7 Some other data structures

These are the course notes for the 2023 version of Fundamentals of Data Science
(MA7419 / MA3419)

7.1 Overview

This week we’ll be covering different data structures:

XML
JSON
unstructured (or semi-structured) text

7.2 XML

Extensible Markup Language (XML) is a markup language that defines a set of rules for encoding documents in a format that is both human-readable and machine-readable.

XML can serve as the basis for defining markup languages for particular domains. For example XBRL (Extensible Business Reporting Language), KML (Keyhole Markup Language for geographic information), BeerXML (you guessed it).

Here is a simple example containing some data about my pets.

<pets>
  <pet id = '001' species = 'dog'>
    <tag>Rover</tag>
    <colour>black</colour>
  </pet>
  <pet id = '002' species = 'cat'>
    <tag>Tiddles</tag>
    <colour>ginger</colour>
  </pet>
  <pet id = '003' species = 'dog'>
    <tag>Fido</tag>
    <colour>brownish</colour>
  </pet>
</pets>

Even if you knew nothing about XML before, you can work out what is going on.

Package `xml2`

The package xml2 gives you tools to read an XML file and extract the data.

https://blog.rstudio.com/2015/04/21/xml2/

Normally you would read the data from an external file, but for a very small example I’ve saved the data above as a string called my_pets.

Navigating the tree

In XML everything is arranged in a tree structure, and each element is called a node.

You are familiar with a tree structure - just think of the way the files are organised on your computer: folders sit inside folders and each folder can contain other folders and files.

In a similar way, nodes sit inside nodes and each node can contain other nodes. The first node, that contains everything else, is the root node, and a node that doesn’t contain any other nodes is called a leaf node.

In our example … is the root node, and the text strings “Fido”, “Brownish” etc are leaf nodes.

Nodes can also contain attributes.
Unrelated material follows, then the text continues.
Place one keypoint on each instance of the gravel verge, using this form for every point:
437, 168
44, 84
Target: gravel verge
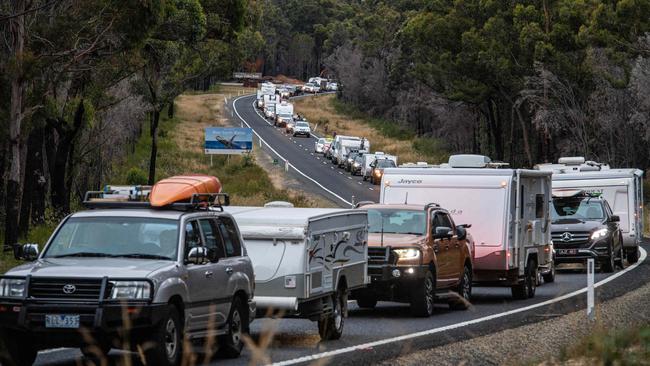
535, 343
For example the … nodes have “id” and “species” attributes.

Every node, except the root, has exactly one parent, and nodes can have children and siblings (nodes with the same parent).

We can use these concepts to navigate the tree.
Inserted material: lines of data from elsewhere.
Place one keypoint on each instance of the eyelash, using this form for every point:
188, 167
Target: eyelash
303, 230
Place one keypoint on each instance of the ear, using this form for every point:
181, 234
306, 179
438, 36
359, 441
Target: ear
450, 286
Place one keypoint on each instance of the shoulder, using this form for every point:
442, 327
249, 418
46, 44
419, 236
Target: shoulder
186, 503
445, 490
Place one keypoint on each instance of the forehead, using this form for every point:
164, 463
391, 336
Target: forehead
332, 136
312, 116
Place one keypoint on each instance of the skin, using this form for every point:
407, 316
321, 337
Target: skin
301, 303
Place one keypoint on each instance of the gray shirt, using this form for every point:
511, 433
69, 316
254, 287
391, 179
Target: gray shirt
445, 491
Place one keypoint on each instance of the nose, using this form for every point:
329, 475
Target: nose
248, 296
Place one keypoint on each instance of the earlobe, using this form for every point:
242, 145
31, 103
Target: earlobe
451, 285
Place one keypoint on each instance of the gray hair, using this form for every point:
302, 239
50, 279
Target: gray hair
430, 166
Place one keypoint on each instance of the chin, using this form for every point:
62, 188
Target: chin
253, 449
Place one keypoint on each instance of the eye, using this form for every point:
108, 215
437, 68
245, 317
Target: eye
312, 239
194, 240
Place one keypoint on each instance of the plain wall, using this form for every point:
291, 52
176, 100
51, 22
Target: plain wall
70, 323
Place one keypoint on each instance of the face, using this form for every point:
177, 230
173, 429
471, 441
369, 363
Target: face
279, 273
xpets <- read_xml(my_pets)
xml_name(xpets)  # The name of the root node

[1] "pets"

xml_child(xpets) # Finds the first child of the root (Rover)

{xml_node}
<pet id="001" species="dog">
[1] <tag>Rover</tag>
[2] <colour>black</colour>

xml_children(xpets) # Finds all the children of the root (Rover, Fido & Tibbles)

{xml_nodeset (3)}
[1] <pet id="001" species="dog">\n  <tag>Rover</tag>\n  <colour>black</colour ...
[2] <pet id="002" species="cat">\n  <tag>Tiddles</tag>\n  <colour>ginger</col ...
[3] <pet id="003" species="dog">\n  <tag>Fido</tag>\n  <colour>brownish</colo ...
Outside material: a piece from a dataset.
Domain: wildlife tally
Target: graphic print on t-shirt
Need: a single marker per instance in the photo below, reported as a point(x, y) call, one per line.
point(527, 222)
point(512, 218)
xml_children(xpets) |> xml_name() # The name of each child

[1] "pet" "pet" "pet"

xml_child(xpets) |> xml_siblings() # the siblings of Rover

{xml_nodeset (2)}
[1] <pet id="002" species="cat">\n  <tag>Tiddles</tag>\n  <colour>ginger</col ...
[2] <pet id="003" species="dog">\n  <tag>Fido</tag>\n  <colour>brownish</colo ...

xml_child(xpets) |> xml_parent() # The parent of Rover

{xml_node}
<pets>
[1] <pet id="001" species="dog">\n  <tag>Rover</tag>\n  <colour>black</colour ...
[2] <pet id="002" species="cat">\n  <tag>Tiddles</tag>\n  <colour>ginger</col ...
[3] <pet id="003" species="dog">\n  <tag>Fido</tag>\n  <colour>brownish</colo ...

xml_child(xpets) |> xml_child() # <tag> and <colour> are children of Rover

{xml_node}
<tag>

Searching

We can navigate and search through the tree with more precision using XPath.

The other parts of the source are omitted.